Lifehouse Chronicles
(Eel Pie)
The bootlegs never hinted at the breadth and depth of Pete Townshend's aborted, now-mythological Lifehouse. The demos, which have circulated for nearly 30 years, were just that -- sparse, shadowy approximations of songs that would go on to appear on Who's Next (all the old golden-oldies were there, from "Baba O'Riley" to "Won't Get Fooled Again" to "Behind Blue Eyes") and a few other Who releases. They sounded familiar in illicit demo form, but not yet fully shaped -- Pete Townshend's children, still wearing their baby fat and still walking on stubby, shaky legs. Yes, we diehard acolytes had heard of Lifehouse, though we had no idea what it was -- a record, a movie, something else entirely. Even Townshend, who proselytized about it to anyone with a tape recorder, lost sight of his original vision. So Lifehouse died, got chopped up, its bits parceled out to other records.
But 30 years on, it surfaces once more, in no less than a grandly packaged six-disc boxed set available only through Townshend's Web site (www.eelpie.com) for $87. And, no, it's still impossible to tell quite what Lifehouse is about, even if discs five and six contain in its entirety the BBC Radio play, performed December 4, 1999 (the nifty booklet included with the package even contains the script, which is lucid and absolutely impenetrable). But that's hardly the point: The collection is worth owning not for some story about futuristic humans plugged into a life-galvanizing, music-providing Grid, but for Townshend's music. Discs one through four are revelatory, thrilling, astonishing, heartbreaking, and confounding all at once.

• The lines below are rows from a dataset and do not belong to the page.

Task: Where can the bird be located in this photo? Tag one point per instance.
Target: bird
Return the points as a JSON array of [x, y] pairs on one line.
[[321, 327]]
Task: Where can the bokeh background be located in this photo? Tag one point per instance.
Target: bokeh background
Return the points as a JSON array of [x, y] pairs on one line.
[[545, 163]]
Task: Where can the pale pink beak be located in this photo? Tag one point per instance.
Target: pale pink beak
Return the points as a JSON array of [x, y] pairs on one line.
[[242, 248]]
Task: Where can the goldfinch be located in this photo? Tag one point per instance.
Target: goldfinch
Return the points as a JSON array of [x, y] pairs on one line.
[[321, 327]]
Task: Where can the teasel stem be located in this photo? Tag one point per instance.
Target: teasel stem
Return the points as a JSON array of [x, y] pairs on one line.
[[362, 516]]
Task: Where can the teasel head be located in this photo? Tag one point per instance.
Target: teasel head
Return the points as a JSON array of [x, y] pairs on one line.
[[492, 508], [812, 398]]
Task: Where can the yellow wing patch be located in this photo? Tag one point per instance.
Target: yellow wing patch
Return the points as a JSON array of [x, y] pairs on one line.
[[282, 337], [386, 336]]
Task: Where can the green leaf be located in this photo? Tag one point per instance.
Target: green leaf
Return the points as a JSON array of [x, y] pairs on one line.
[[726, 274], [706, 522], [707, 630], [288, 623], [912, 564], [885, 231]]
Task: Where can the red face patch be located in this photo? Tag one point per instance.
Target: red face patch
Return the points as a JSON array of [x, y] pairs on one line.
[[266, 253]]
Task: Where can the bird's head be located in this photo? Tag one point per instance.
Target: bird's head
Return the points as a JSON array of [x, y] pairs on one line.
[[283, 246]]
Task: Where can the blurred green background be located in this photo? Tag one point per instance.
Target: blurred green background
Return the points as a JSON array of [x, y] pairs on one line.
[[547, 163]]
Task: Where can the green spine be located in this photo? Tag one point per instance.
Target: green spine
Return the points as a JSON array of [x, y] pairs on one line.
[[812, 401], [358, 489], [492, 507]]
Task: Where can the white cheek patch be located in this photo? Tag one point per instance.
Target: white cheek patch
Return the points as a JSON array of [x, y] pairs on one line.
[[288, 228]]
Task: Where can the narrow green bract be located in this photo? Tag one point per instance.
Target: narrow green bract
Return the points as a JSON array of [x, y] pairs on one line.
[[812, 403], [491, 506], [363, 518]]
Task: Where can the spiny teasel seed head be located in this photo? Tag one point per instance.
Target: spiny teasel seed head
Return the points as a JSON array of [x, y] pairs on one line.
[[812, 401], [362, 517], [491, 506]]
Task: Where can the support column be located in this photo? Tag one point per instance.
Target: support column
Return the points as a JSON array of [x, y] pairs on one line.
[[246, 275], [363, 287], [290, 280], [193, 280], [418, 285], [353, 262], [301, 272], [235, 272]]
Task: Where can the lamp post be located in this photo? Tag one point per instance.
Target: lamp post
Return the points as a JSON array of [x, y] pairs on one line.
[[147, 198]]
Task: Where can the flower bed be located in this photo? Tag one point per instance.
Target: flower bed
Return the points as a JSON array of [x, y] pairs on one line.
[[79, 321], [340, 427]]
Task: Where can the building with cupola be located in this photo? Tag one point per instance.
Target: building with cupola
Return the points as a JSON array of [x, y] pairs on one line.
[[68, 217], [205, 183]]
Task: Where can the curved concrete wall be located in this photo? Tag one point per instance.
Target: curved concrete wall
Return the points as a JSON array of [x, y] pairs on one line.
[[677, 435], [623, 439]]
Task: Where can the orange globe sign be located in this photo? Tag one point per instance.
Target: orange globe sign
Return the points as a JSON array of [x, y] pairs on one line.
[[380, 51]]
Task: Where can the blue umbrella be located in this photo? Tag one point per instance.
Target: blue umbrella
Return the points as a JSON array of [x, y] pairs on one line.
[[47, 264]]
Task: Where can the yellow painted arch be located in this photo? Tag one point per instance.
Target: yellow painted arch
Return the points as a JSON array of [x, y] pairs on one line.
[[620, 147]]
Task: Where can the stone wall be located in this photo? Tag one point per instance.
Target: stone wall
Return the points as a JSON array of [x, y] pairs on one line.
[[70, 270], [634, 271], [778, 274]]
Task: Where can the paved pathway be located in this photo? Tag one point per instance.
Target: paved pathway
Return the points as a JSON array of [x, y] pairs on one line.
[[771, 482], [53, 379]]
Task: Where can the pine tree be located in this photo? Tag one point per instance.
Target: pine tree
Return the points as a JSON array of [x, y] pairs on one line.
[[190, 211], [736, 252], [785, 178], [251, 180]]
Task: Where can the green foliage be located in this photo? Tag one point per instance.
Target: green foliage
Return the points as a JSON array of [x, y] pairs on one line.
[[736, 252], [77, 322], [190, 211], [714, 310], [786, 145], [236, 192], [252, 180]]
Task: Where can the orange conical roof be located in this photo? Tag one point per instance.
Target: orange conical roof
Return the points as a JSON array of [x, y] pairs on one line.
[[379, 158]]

Listen only to the version of "Teenage Wasteland" that opens the first disc: Before Townshend got synth-happy, "Baba O'Riley" was a piano-heavy ballad that sounds like something meant instead for Quadrophenia; it's beautiful, intimate, the warmest thing Townshend ever laid to tape -- a plea instead of a warning cry.
Discs one and two contain the original Lifehouse demos, including several songs written for Who Are You. Disc four is Townshend's "classical" album: The London Chamber Orchestra performs material by the likes of Scarlatti, Purcell, and, yes, Townshend ("Baba" turns into a symphony, and nothing on Tommy ever came so close to heaven). Disc three, in some ways the most essential, features new takes on oldies: "Who Are You" and "Won't Get Fooled Again" get the remix treatment, sounding at once familiar and alien -- imagine The Who getting worked over by Primal Scream. A whole career awaits him, turning arena-rockers into dance-floor ass-grinders. He never again need strap on the guitar and play dinosaur. The man can still shove yesterday toward tomorrow.